L’opération a été réalisée dans la plus grande des discrétions. Le Chabab Riadhi Belouizdad (CRB), l’un des pus grands clubs de football en Algérie vient d’être racheté par un étrange et obscur homme d’affaires algérien qui réside à Dubai. Son nom est Mohamed Bouhafs. 

Cet « oligarque » détient officiellement, depuis cette semaine, la majorité des actions de ce grand club qui fait vibrer des millions de supporters en Algérie.

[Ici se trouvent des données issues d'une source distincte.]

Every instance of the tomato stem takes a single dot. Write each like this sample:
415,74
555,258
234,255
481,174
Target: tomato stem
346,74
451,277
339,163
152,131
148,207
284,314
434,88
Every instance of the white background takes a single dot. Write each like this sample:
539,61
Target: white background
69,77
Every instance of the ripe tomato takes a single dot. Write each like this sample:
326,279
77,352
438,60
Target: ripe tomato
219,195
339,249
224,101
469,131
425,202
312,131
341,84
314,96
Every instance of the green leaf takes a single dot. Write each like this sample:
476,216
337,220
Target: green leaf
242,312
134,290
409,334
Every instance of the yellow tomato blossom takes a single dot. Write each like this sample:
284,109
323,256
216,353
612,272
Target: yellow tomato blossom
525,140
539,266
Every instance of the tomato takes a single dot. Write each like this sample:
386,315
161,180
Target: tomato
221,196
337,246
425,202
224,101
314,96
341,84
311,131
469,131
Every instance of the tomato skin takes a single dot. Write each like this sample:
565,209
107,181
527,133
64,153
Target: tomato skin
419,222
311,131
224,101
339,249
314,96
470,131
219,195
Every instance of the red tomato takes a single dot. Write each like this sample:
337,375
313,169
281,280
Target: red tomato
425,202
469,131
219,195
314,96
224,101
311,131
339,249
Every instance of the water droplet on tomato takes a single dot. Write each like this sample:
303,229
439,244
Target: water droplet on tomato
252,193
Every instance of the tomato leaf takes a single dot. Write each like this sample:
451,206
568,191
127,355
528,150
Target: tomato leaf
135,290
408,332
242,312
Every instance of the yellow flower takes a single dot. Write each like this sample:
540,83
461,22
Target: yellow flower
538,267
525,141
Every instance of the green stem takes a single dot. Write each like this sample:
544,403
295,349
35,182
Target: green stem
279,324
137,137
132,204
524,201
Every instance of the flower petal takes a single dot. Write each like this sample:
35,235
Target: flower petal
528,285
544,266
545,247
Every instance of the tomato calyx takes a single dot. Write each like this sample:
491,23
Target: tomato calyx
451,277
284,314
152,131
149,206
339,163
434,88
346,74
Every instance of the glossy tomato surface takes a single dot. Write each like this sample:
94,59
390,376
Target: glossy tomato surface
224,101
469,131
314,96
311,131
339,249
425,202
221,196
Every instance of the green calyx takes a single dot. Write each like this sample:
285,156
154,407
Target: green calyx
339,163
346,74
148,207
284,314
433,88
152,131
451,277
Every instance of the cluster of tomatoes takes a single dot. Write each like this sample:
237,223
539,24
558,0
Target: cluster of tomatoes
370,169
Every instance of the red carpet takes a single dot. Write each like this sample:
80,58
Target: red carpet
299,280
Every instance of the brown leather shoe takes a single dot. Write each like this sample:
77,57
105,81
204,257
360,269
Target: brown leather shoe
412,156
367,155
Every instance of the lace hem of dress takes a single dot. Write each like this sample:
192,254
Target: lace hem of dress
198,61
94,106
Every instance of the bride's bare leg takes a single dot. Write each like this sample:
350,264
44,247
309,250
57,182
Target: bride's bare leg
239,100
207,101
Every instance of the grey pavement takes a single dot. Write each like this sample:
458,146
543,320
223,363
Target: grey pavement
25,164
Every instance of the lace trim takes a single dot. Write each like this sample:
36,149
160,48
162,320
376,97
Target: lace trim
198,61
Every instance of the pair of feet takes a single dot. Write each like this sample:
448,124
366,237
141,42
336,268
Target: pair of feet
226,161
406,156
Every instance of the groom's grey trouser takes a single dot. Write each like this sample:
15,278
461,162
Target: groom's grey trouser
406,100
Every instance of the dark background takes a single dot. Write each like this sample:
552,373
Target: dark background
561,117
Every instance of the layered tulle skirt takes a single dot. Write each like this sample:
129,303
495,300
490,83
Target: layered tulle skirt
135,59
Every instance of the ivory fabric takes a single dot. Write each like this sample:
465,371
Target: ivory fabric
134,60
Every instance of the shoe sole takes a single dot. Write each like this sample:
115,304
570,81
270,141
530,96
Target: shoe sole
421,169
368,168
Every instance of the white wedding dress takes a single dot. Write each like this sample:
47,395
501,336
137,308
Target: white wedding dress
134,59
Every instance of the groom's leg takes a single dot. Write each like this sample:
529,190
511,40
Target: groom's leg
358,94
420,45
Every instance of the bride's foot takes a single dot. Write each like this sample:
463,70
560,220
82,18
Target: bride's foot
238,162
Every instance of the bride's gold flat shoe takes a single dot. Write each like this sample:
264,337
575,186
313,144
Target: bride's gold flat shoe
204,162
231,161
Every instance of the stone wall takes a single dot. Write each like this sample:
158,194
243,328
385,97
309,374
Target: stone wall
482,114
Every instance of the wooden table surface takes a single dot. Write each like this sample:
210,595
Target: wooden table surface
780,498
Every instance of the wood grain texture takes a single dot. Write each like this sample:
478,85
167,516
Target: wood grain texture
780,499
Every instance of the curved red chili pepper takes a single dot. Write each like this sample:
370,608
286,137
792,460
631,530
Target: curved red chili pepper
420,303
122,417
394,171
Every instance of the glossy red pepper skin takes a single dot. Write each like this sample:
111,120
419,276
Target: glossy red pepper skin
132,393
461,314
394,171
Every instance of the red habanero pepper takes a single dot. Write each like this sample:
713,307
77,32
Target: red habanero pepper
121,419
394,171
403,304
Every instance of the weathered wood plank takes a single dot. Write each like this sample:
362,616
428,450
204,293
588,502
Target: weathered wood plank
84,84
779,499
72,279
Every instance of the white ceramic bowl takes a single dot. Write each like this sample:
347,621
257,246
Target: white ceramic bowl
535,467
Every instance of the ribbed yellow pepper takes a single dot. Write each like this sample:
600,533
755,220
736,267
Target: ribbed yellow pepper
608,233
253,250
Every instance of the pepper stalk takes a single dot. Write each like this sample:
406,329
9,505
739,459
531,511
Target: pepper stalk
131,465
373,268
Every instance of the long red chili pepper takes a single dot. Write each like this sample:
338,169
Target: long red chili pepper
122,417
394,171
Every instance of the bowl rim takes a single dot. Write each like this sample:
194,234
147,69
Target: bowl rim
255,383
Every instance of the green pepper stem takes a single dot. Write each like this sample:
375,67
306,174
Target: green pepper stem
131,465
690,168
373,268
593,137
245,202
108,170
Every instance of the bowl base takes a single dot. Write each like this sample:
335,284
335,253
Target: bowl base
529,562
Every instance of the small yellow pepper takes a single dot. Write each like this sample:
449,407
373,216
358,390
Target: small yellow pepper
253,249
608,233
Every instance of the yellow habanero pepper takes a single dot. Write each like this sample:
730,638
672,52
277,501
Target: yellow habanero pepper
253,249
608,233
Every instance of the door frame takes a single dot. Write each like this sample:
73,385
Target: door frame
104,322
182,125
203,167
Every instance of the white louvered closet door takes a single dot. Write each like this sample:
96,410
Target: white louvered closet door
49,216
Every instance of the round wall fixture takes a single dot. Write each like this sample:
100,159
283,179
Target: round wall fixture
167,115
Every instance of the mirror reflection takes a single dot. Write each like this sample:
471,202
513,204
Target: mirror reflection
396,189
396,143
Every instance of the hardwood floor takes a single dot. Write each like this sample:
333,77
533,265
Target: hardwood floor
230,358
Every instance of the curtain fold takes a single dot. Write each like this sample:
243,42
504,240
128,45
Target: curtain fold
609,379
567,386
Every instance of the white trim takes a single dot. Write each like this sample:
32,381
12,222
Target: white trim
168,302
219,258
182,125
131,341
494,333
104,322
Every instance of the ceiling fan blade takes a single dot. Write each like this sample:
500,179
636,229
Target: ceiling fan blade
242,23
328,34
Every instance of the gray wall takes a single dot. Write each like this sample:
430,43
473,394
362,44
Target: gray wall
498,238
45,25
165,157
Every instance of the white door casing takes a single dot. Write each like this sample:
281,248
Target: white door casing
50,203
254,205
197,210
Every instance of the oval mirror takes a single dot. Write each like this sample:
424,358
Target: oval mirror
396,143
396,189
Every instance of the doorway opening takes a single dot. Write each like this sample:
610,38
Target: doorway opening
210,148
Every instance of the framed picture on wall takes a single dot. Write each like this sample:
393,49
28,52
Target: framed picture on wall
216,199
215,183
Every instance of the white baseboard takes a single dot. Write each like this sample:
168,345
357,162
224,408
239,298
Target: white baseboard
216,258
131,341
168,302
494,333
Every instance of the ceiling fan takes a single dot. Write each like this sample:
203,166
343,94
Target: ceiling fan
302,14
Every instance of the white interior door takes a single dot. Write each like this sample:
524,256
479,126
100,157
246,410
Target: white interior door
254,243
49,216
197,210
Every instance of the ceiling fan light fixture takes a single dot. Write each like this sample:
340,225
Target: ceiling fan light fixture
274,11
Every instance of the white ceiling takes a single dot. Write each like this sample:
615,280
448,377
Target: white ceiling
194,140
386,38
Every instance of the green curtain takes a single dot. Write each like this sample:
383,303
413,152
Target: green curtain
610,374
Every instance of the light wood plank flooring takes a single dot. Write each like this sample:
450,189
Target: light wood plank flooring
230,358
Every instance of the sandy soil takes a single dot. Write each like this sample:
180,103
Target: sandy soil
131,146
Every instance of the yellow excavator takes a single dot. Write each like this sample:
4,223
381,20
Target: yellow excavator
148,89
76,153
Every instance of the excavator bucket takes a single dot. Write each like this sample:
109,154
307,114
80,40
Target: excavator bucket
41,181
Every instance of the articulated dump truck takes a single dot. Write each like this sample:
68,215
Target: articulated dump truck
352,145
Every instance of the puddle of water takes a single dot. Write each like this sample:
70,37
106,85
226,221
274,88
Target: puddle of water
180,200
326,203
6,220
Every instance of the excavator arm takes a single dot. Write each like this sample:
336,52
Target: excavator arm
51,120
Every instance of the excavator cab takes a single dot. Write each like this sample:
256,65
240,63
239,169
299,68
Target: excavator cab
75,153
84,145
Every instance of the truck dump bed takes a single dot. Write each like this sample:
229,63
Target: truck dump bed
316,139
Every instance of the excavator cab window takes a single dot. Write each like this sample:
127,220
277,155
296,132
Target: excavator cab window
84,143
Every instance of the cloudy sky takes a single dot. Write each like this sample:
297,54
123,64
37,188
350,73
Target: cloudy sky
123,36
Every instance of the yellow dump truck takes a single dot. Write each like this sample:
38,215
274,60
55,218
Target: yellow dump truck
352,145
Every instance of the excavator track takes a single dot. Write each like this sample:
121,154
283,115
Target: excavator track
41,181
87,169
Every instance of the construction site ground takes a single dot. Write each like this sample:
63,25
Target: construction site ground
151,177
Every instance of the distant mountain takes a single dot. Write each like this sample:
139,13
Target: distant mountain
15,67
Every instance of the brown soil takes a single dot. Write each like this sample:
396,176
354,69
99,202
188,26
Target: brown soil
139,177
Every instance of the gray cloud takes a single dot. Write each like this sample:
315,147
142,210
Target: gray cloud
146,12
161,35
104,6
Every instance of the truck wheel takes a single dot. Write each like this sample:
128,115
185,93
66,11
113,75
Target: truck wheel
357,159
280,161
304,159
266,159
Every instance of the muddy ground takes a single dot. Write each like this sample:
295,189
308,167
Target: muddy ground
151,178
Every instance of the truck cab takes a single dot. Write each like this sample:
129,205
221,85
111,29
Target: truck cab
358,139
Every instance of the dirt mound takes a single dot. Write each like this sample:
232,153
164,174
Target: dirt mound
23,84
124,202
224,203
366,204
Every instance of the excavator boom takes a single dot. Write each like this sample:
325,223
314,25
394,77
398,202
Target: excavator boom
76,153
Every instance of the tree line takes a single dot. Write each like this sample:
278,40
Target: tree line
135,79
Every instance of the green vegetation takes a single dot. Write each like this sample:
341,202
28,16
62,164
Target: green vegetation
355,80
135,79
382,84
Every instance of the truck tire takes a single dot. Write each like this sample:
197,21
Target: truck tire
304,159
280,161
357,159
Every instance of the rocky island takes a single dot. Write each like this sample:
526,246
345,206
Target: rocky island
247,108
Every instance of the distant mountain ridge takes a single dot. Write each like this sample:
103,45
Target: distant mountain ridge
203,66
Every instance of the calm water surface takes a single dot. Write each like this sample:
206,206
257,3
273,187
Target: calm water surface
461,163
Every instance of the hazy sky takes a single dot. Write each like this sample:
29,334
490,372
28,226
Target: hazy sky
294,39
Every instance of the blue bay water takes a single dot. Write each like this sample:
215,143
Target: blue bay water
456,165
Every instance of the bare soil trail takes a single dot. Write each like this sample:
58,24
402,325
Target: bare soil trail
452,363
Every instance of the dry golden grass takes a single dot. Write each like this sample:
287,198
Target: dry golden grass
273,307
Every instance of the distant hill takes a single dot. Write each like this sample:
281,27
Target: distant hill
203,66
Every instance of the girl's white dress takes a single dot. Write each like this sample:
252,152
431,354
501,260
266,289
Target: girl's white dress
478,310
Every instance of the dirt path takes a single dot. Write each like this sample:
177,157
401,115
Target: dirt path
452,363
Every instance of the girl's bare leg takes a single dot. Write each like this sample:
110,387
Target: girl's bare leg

Or, ce richissime investisseur traîne derrière lui une réputation très sulfureuse. Selon de nombreuses sources concordantes, cet homme d’affaires est impliqué dans de nombreuses affaires très douteuses. Et son business soulève de nombreuses interrogations. Selon nos informations, le nouveau patron du CRB n’a pas encore versé la somme d’argent grâce à laquelle il s’est offert ce prestigieux club. Prétextant des problèmes de transferts de changes depuis Dubaï, le CRB n’a pas encore touché le moindre centime. Cependant, cette situation n’a pas empêché l’intronisation à la tête du club du nouveau propriétaire et les nouveaux statuts ont été quasiment officialisés  au niveau du notaire.

Mais qui est Mohamed Bouhafs ? Il s’agit bel et bien d’un troublant investisseur dont le nom est évoqué dans le dossier de l’affaire « El-Makam ». Cette entreprise médiatique appartenait naguère à Adlène Mellah, l’ancien directeur de rédaction de Beur TV. Ce dernier l’avait revendu à Mohamed Bouhafs en 2012 pour le montant de 15 millions de Da. Jusqu’à aujourd’hui, Adlène Mellah jure n’avoir jamais touché un sou de cette transaction. L’affaire est en justice et personne n’a pu jusqu’à aujourd’hui contraindre l’homme d’affaires à s’acquitter de ses obligations contractuelles.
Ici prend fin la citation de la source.